While they may have been having fun, they were actually reinforcing bad habits and poor shooting techniques. The goal of any precision shooting sport is to first build a foundation of solid fundamental marksmanship and then, with time, develop a degree of speed without sacrificing accuracy. These shooters seemed to have no grasp of precision marksmanship.
The problem with undisciplined rapid fire shooting is that the shooter is developing poor neuro-muscle memory. The brain, communicating with the the stance, grip, sight alignment, and trigger control, does not get the opportunity to become programmed correctly.
Applying this to archery shooting, if the goal is simply to launch a specific number of arrows at each training session, rather than score a high percentage of 10s and Xs, then the individual may be sacrificing quality for quantity. Similarly, continuing to launch arrows when fatigued, distracted, losing concentration, of feeling arm tremors then, again, he or she risks negative neuro-muscle programming. It is better to finish strong with a set of solid 10s and Xs and call it a day.
As many of you may know, the zen of shooting is not to think in terms of shooting 6 shots, but to shoot 1 shot six times.

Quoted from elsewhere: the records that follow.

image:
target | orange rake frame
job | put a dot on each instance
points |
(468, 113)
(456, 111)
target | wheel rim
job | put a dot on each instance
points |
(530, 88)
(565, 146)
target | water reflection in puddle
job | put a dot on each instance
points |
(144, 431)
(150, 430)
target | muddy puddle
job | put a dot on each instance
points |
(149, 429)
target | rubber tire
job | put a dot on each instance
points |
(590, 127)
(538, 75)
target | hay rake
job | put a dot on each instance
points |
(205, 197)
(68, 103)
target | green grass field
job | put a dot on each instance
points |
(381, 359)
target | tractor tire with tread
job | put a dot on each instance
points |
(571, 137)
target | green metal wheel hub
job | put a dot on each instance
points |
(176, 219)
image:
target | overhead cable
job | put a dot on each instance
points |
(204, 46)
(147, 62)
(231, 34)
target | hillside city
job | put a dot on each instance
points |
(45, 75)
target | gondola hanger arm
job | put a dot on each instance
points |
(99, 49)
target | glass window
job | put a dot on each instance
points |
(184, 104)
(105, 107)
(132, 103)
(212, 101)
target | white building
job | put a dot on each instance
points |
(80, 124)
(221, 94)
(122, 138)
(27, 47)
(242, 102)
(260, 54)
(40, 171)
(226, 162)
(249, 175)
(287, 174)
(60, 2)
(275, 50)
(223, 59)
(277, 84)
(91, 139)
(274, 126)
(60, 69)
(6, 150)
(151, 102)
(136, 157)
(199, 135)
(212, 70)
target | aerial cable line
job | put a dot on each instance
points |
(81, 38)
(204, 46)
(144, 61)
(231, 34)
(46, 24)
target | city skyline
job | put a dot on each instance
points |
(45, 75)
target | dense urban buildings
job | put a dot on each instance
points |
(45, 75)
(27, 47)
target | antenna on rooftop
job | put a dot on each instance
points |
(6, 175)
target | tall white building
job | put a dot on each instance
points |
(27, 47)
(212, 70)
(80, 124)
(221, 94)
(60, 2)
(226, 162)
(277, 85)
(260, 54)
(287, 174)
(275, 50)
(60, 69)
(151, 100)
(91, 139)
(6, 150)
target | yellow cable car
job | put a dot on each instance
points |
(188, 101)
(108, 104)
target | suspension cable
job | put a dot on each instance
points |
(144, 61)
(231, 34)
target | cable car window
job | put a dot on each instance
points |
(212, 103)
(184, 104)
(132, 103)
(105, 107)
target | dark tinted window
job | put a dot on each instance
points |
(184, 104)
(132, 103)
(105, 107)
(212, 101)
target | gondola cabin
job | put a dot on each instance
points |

In other words, each arrow should be seen as an individual perfect shot. Where a novice will draw satisfaction from hitting a single 10 when the other arrows are spread all over the target, the veteran will question why one arrow hit red or blue when all the others were in the gold.
To aid in this process, archery training should not be seen as a chore where one must simply launch 100-200 arrows in each session. While training for national level competitions is definitely work, requiring a high number of arrows in training, it should still be enjoyable if for no other reason than knowing you are improving. While finding time for training with a busy work schedule and family commitments can be challenging, time for training should be planned and scheduled. This is like hitting the gym. All too many people say they don’t have time to workout, but this is usually a motivation issue not a time management issue. You don’t find time for training – you have to make time for training. It must be given a higher priority if you want to see progress and stand on the podium one day.
To conclude, training should not become a chore. Quality is more important than quantity. It is better to shoot 60 to 100 good arrows than 200+ poor arrows. As little as 30 minutes to 1 hour of training 4 to 5 days a week is more beneficial than 2 to 3 hours training once a week. That said, you still need to develop the physical ability and stamina to be able to compete in various matches that could run 90 to 200 arrows over a one or two day period.